人類狩り。ディーン・R. クーンツである。クーンツがモダンホラー作家になる前の最初期の作品。SFである。この頃の作品群は量産して書き飛ばしていたようで、クーンツがぜんぶ版権を買って出版できないようにしている。
その中での、今でも読める最初期の作品である。このへんから良くなった、という自負があるのだろう。それで読んでみるとこれがおもしろい。ふつうにおもしろい。クーンツはやはり初期から中期の方がずっといいようだ。
でも、最近も還暦を過ぎてまたちょっと復活してきたようだ。この間の期間がひどいのだな。
それで問題は、これはおもしろいSFなのだが、ハードSF的な視点がクーンツにはない。苦手なようだ。科学的な考察よりも人間のドラマや追いかけっこのスリルに重点が置かれている。それにSFだと、SF的な新しい視線による物の考え方自体が重要なテーマになるが、その部分もきれいにない。
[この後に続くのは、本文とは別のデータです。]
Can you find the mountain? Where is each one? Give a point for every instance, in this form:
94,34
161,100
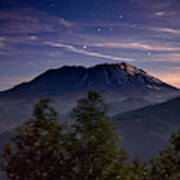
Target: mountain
123,86
113,80
149,128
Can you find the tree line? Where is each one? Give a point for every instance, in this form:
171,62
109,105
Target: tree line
87,149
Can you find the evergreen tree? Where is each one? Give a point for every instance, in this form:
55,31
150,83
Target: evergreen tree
98,149
167,165
39,148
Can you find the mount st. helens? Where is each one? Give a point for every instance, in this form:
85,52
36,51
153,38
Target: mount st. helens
123,86
112,80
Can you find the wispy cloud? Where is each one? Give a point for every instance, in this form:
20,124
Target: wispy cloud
136,45
168,30
161,13
31,21
87,53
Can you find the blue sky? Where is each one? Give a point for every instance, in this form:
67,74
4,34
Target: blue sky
39,35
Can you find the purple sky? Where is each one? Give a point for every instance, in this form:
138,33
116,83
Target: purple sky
39,35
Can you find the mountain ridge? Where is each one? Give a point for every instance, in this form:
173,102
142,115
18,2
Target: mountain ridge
120,78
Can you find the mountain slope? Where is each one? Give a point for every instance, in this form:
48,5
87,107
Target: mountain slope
113,79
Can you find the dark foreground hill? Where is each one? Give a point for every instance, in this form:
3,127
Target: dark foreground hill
124,87
114,80
149,128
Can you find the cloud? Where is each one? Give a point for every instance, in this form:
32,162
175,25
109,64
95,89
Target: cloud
33,38
32,21
161,13
170,57
87,53
168,30
170,77
136,45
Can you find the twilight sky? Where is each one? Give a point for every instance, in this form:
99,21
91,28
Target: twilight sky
38,35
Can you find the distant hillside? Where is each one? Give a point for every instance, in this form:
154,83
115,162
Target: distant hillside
149,128
114,80
123,86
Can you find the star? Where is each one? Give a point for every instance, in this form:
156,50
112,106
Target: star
121,17
52,5
84,47
111,29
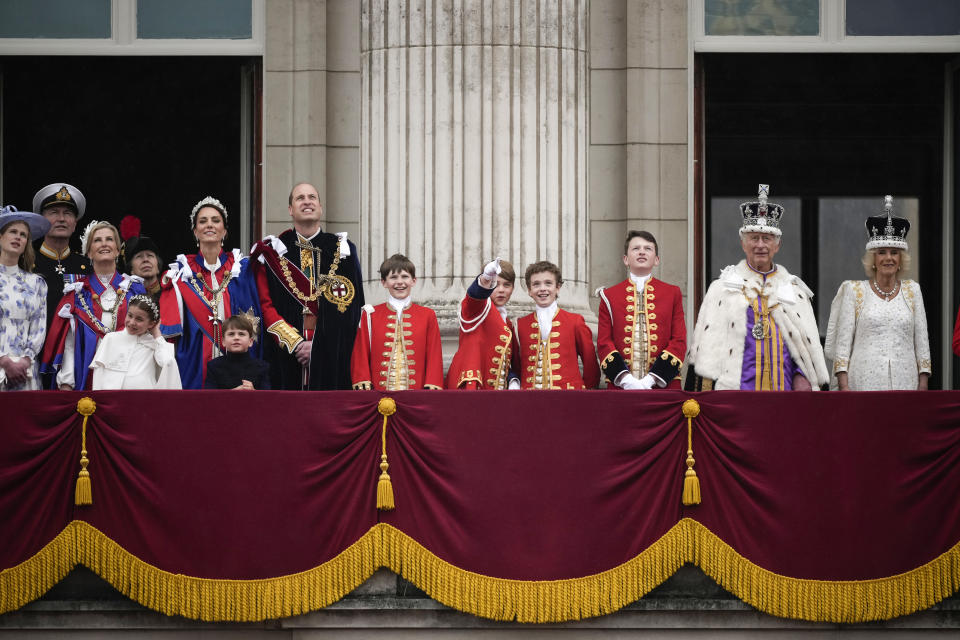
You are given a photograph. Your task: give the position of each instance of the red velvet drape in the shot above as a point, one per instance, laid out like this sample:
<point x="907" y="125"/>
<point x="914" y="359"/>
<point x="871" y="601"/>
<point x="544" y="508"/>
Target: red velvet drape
<point x="525" y="485"/>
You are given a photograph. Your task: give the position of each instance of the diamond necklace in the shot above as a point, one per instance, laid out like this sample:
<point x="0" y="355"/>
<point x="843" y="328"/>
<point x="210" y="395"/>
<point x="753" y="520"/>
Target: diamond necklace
<point x="886" y="295"/>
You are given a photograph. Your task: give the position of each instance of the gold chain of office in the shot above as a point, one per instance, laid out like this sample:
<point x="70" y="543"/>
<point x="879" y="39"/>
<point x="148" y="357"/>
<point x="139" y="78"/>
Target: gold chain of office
<point x="326" y="283"/>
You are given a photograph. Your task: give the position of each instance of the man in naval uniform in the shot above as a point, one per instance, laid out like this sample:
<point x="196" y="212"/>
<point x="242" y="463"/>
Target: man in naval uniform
<point x="63" y="205"/>
<point x="756" y="329"/>
<point x="311" y="293"/>
<point x="641" y="334"/>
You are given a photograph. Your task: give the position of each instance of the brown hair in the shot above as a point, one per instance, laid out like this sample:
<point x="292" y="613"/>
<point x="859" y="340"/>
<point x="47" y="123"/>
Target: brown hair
<point x="540" y="267"/>
<point x="869" y="262"/>
<point x="397" y="262"/>
<point x="146" y="304"/>
<point x="646" y="235"/>
<point x="293" y="188"/>
<point x="507" y="272"/>
<point x="241" y="322"/>
<point x="27" y="259"/>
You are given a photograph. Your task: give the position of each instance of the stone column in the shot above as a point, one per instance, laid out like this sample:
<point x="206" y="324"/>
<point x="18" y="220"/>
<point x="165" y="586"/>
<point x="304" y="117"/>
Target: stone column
<point x="474" y="142"/>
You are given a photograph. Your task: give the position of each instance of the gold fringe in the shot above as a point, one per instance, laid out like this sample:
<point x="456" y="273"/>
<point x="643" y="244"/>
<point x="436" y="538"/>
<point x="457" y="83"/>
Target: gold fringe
<point x="533" y="600"/>
<point x="497" y="598"/>
<point x="228" y="600"/>
<point x="387" y="407"/>
<point x="35" y="576"/>
<point x="687" y="542"/>
<point x="822" y="600"/>
<point x="691" y="483"/>
<point x="83" y="495"/>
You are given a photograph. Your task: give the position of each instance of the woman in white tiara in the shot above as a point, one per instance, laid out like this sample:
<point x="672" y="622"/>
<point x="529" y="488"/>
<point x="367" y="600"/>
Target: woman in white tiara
<point x="200" y="291"/>
<point x="877" y="334"/>
<point x="92" y="306"/>
<point x="137" y="357"/>
<point x="23" y="295"/>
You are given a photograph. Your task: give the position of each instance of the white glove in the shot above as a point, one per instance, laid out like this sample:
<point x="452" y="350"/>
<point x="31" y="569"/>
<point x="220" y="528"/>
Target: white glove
<point x="630" y="382"/>
<point x="648" y="381"/>
<point x="492" y="269"/>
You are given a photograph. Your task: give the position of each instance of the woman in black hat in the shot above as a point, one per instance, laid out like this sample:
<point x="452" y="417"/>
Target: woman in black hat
<point x="23" y="298"/>
<point x="877" y="335"/>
なのでSFやらホラーやら冒険物などの要素を組み合わせて、モダンホラーの作家になったのは良い選択だったと思いながら読んだ。いいSFだが、この後、SF界の流れがハードSF主流になっていくので、このスタイルでは苦しかっただろうと思う。
内容(「BOOK」データベースより)
人類は星間戦争に敗北し、焦土と化した地球に爬虫類生命が侵攻した。ある日エイリアンの部隊長フランは、生き延びた地球人の子供と遭遇する。殺戮の掟にもかかわらず、彼は子供の命を救ってしまう。狩る者が狩られる者となり、ここに人間とエイリアンの望みなき逃走劇がはじまった。雪と闇の果てに待つものは?巨匠クーンツのヒューゴー賞候補作。